El pueblo hebreo, según su propia mitología, habría de subsistir en la historia gracias a un pacto con Yahveh, su dios: “Yo seré tu dios si tú eres mi pueblo”. En este pacto “engancha” el mito cristiano. Y así fue como, un buen día, Yahveh decide “en las alturas” intervenir más directamente y nace, como un niño cualquiera, en Belén de Judá.

Tal decisión se toma y se ejecuta sin consenso con nadie y, en cuanto se anuncia, choca con los intereses de la cúpula del poder en Judea: Herodes ve su trono en peligro. El rey toma entonces la decisión de liquidar al recién nacido para eliminar cualquier incómoda competencia. Afortunadamente, alguien avisa de las intenciones reales a la familia del nacido, que toma la decisión de huir a Egipto. El carpintero se fuga sin avisar a nadie en el pueblo y los sicarios de Herodes organizan una macabra carnicería entre los niños de Belén.
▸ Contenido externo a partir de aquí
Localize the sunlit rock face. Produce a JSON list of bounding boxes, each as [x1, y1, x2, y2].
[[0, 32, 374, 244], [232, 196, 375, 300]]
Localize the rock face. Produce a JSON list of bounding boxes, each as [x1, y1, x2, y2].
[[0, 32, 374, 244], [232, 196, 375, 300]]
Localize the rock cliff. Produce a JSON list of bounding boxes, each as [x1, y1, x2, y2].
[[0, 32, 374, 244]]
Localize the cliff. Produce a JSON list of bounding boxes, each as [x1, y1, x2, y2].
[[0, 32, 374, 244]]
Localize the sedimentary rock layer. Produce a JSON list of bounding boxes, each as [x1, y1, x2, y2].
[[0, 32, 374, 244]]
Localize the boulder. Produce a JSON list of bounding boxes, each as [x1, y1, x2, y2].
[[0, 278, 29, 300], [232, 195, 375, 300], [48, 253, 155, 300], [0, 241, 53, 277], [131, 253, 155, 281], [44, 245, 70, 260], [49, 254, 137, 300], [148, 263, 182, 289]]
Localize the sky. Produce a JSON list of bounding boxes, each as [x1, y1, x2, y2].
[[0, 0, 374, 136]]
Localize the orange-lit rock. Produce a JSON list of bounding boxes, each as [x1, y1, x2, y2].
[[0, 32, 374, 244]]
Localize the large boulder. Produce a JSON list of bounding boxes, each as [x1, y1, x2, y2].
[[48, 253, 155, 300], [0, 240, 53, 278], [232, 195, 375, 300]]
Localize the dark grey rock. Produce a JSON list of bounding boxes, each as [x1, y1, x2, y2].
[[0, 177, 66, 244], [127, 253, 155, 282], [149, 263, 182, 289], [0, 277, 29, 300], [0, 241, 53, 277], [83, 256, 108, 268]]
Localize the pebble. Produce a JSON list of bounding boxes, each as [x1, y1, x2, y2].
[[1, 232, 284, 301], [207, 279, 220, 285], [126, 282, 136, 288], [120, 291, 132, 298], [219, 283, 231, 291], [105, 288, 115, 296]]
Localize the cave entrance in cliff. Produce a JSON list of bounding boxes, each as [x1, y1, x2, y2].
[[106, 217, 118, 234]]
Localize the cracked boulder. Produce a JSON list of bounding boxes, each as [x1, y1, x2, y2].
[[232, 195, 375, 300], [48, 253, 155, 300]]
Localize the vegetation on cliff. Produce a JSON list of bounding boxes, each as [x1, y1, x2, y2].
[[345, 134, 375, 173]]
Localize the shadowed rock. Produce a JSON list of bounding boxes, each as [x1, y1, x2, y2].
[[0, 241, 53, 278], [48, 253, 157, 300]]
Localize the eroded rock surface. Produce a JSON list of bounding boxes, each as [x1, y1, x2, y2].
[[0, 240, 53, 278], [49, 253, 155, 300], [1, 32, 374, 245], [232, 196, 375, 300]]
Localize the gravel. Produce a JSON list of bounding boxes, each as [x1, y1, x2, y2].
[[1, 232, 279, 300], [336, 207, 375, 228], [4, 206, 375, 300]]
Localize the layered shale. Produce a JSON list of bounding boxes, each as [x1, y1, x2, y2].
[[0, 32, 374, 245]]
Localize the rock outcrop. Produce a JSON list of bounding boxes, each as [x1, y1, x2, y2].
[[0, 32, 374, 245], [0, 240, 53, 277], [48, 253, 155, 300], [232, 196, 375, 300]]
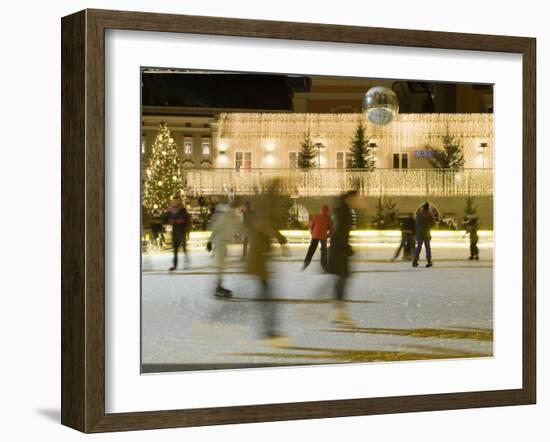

Este detalle de la historia no se le escaparía, dos mil años después, al agudo Saramago, que nos cuenta en “El Evangelio según Jesucristo” como aquel acto de cobarde insolidaridad con los vecinos habría de condicionar y de atormentar la vida de aquel niño, que también tendría un trágico final. Aquellos niños de Belén son “los inocentes” porque, sin comerlo ni beberlo, pagaron con sus vidas, tiernas e inofensivas, los manejos del poder que se traían en “las alturas”.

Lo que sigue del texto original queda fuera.